Every stop and turn there is an announcement or commentary about the market. All the while there is the serious business of the leaseholder and their homes.
LEASE holds stakeholder meetings every 6 months and at the last one in December there was discussion after a comment that a leasehold property is not ownership. Of course this is nonsense. Even rental is ownership, it gives you a right to your home.
There is a debate about leasehold being good or bad and I genuinely believe that misses the point. Leasehold has been around in England and Wales for a very long time. The problem is not the tenure types; the problems are social and human. It is the guys who want to behave unreasonably – on both sides of the table that cause the issues.
Some leaseholders may want not a lot spent on the property for anything because that is their mind set and others will want everything pristine and immaculate. This is human nature. What we have to seek to do is keep working to narrow the divide on the extremes of each side.

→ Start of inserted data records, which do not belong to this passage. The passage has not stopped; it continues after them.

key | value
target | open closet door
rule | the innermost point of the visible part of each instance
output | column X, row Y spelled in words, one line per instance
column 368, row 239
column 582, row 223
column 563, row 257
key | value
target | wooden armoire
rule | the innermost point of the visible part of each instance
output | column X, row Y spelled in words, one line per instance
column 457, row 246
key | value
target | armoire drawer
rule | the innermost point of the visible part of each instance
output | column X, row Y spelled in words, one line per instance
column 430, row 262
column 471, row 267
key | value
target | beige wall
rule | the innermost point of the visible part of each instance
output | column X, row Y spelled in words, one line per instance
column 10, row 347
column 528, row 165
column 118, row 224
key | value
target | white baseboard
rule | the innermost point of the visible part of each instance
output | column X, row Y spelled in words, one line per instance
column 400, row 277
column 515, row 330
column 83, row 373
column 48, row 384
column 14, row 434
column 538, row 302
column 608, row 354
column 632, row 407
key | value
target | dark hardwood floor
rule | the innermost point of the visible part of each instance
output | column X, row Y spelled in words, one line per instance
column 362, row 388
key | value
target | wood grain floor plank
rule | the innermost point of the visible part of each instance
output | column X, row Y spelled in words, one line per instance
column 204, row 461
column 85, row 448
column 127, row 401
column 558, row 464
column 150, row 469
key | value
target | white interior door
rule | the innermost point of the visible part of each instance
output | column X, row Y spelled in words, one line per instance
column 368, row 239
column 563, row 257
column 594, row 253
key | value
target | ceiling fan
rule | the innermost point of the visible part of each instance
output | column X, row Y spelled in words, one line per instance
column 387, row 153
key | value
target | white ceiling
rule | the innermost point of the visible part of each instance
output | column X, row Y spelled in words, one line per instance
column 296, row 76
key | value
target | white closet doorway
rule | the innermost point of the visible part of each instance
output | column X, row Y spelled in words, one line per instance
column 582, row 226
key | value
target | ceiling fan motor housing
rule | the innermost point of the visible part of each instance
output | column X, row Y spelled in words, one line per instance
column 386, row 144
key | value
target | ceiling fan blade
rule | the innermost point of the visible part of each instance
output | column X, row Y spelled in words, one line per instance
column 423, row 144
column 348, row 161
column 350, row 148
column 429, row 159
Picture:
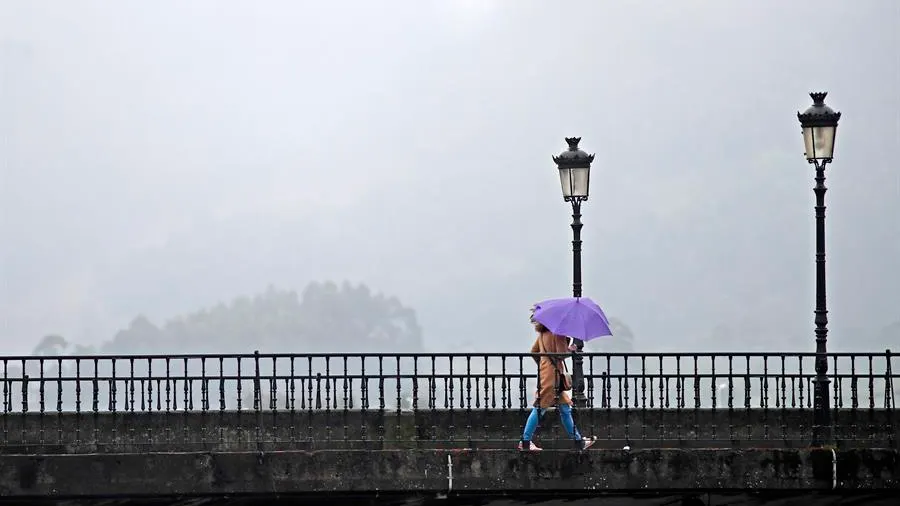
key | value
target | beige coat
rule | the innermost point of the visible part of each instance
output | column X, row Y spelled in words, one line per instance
column 547, row 395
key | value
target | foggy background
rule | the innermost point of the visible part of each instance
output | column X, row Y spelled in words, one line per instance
column 165, row 158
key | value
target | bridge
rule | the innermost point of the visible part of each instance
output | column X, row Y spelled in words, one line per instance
column 207, row 426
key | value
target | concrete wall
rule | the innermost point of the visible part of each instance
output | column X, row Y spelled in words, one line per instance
column 229, row 431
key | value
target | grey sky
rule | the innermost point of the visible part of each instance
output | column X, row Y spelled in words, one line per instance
column 158, row 157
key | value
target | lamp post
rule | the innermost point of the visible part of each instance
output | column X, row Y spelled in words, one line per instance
column 819, row 125
column 575, row 176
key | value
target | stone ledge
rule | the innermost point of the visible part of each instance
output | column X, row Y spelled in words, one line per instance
column 431, row 471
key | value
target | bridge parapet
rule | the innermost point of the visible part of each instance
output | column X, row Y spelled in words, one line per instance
column 78, row 404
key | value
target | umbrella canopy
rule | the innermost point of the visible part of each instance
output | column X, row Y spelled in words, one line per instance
column 579, row 317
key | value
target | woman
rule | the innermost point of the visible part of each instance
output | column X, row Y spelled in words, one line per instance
column 551, row 389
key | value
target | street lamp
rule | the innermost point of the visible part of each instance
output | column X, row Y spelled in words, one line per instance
column 575, row 176
column 819, row 125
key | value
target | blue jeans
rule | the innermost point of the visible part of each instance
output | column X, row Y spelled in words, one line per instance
column 565, row 414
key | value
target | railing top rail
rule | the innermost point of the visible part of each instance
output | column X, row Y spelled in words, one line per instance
column 253, row 355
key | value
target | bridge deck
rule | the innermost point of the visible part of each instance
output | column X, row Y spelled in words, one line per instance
column 443, row 471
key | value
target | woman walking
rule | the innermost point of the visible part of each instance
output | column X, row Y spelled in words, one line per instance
column 552, row 386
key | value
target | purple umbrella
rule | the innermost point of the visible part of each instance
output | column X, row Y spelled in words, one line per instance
column 580, row 318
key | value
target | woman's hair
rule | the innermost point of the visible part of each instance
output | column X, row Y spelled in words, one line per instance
column 538, row 326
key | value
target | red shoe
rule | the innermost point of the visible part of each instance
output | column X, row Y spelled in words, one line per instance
column 531, row 447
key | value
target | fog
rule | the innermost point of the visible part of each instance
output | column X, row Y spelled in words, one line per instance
column 159, row 158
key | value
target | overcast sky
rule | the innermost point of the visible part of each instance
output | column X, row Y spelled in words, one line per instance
column 158, row 157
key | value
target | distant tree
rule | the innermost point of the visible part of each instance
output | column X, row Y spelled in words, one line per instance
column 328, row 319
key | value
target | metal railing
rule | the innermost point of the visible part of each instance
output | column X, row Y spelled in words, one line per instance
column 128, row 402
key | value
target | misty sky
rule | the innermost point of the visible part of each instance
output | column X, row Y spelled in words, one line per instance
column 158, row 157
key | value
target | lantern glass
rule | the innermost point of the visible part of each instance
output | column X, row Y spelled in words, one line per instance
column 575, row 182
column 819, row 141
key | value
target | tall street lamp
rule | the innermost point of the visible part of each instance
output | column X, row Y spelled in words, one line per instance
column 819, row 125
column 575, row 176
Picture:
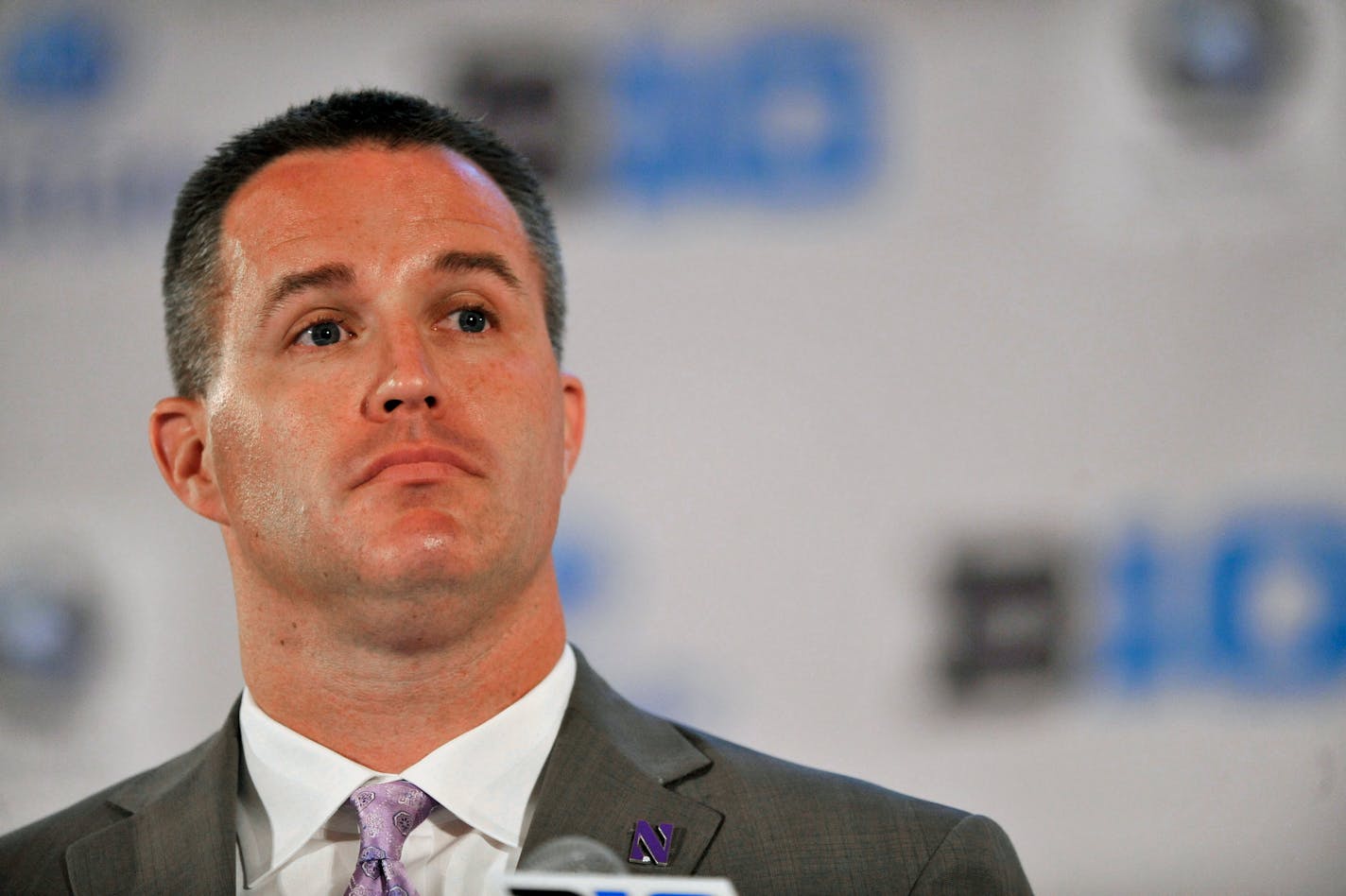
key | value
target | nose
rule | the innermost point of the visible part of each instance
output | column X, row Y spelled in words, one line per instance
column 406, row 380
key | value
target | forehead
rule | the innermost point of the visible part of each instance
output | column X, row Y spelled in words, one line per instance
column 367, row 200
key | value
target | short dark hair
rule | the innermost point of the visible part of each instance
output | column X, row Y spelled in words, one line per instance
column 193, row 282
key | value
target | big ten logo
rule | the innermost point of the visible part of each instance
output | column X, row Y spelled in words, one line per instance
column 1254, row 604
column 780, row 116
column 784, row 116
column 1257, row 606
column 72, row 159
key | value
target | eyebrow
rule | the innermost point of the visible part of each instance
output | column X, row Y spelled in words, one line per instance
column 332, row 275
column 469, row 261
column 342, row 275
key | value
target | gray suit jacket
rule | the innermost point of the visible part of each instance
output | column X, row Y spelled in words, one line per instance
column 770, row 826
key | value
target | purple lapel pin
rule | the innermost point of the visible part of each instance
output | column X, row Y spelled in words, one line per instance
column 651, row 842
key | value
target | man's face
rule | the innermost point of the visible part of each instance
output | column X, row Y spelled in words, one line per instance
column 388, row 416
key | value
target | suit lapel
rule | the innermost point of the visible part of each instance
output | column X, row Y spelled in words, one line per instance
column 180, row 833
column 614, row 765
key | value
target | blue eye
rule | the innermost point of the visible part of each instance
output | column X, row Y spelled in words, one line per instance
column 323, row 333
column 472, row 320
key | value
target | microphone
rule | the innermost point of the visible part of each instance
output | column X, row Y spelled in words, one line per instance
column 575, row 865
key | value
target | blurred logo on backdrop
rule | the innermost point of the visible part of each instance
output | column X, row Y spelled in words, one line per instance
column 73, row 159
column 50, row 600
column 1221, row 69
column 1253, row 606
column 775, row 116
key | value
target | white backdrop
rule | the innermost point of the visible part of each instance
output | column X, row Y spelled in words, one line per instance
column 1050, row 312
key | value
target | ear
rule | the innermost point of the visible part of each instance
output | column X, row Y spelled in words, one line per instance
column 178, row 441
column 572, row 401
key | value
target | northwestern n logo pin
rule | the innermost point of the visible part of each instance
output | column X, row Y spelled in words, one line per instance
column 650, row 842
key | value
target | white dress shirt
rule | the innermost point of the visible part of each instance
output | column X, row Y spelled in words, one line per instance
column 298, row 835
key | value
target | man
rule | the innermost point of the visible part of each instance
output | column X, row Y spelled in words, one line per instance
column 364, row 307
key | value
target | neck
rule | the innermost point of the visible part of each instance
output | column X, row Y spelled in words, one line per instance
column 345, row 680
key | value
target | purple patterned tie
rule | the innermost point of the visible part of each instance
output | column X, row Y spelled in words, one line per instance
column 388, row 813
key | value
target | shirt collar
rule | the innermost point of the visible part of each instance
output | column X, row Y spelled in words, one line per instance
column 485, row 777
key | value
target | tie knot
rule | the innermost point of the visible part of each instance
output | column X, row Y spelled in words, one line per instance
column 388, row 813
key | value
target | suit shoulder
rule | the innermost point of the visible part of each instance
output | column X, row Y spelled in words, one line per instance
column 31, row 857
column 740, row 771
column 789, row 828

The real challenge however is to look at the elements that cause hardship and are less service orientated. I am referring to the need for lease extensions, the conflict that is caused with administration fees, the conflict that is caused by exit fees.
Well on the exit fees the Law Commission are consulting at the moment and we will see what their proposals are. Lease extensions could be addressed by legislating that all flats must be sold with leases of at least 250 years. We could introduce standard forms of lease that removes the problems encountered with wording and nuance between sinking fund, reserve fund, and a raft of other technical points. Administration fees already have to be reasonable and are challengeable; although there are always charges we are not happy with – I hate the 5p plastic bag charge. Not because I don’t think it’s a good idea just because we should be able to be responsible and reduce over usage without a charge.
This will take a lot of people working together but what is achievable and doable now is working on education of the responsibilities everyone has in their role in dealing with people’s homes and with living in leasehold. I am confident we can move these areas forward as long as well play our part.